Member of Parliament
- In office 12 October 1991 – 19 March 1996
- Preceded by: Morshed Ali Khan Panni
- Succeeded by: Abdul Kader Siddique
- Constituency: Tangail-8

6th Deputy Speaker of the Jatiya Sangsad
- In office 12 October 1991 – 19 March 1996
- Speaker: Sheikh Razzak Ali
- Preceded by: Sheikh Razzak Ali
- Succeeded by: L. K. Siddiqi

Personal details
- Born: 1920-1921
- Died: 11 May 2006 (aged 85) Apollo Hospital Dhaka, Bangladesh
- Party: Bangladesh Nationalist Party
- Relatives: Wajed Ali Khan Panni (great-grandfather), Morshed Ali Khan Panni (nephew), Wajid Ali Khan Panni (nephew)

= Humayun Khan Panni =

Bangladeshi politician (?-2006)

Humayun Khan Panni (died 11 May 2006) was a Bangladeshi politician and deputy speaker of parliament from 1991 to 1996.

==Early life and family==
Humayun Khan Panni was born in the early 1920s, to the Bengali Muslim family known as the Zamindars of Karatia.

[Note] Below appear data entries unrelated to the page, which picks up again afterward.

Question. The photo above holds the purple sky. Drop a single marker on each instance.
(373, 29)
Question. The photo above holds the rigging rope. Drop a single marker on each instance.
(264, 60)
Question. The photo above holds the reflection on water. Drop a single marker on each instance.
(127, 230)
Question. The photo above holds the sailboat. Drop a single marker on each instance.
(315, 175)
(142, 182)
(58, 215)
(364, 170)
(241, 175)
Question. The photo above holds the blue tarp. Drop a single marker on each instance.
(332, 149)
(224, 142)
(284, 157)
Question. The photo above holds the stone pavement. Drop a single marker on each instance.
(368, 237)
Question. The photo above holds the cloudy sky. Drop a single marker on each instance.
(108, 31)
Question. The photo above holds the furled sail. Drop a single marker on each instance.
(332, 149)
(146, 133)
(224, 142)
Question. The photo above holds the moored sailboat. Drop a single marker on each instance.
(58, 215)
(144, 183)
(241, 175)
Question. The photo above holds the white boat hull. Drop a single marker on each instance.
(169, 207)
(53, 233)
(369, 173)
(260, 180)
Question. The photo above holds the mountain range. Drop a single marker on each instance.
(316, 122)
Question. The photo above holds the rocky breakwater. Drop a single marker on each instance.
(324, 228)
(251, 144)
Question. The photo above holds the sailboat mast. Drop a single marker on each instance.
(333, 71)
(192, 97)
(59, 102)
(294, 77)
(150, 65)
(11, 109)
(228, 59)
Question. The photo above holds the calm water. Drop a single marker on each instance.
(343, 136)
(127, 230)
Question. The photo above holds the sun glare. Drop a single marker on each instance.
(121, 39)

His ancestors were Pashtuns belonging to the Panni tribe, and had migrated from Afghanistan to Bengal in the 16th century where they became culturally assimilated.

==Career==
During the 1991 Bangladeshi general election, Panni won the Tangail-8 seat as a Bangladesh Nationalist Party candidate. He served for a second term after the February 1996 Bangladeshi general election.

Panni's wife was murdered on 19 May 2003 in their residence in Dhanmondi.

==Death==
Panni died on 11 May 2006 at the Apollo Hospital Dhaka in Bangladesh.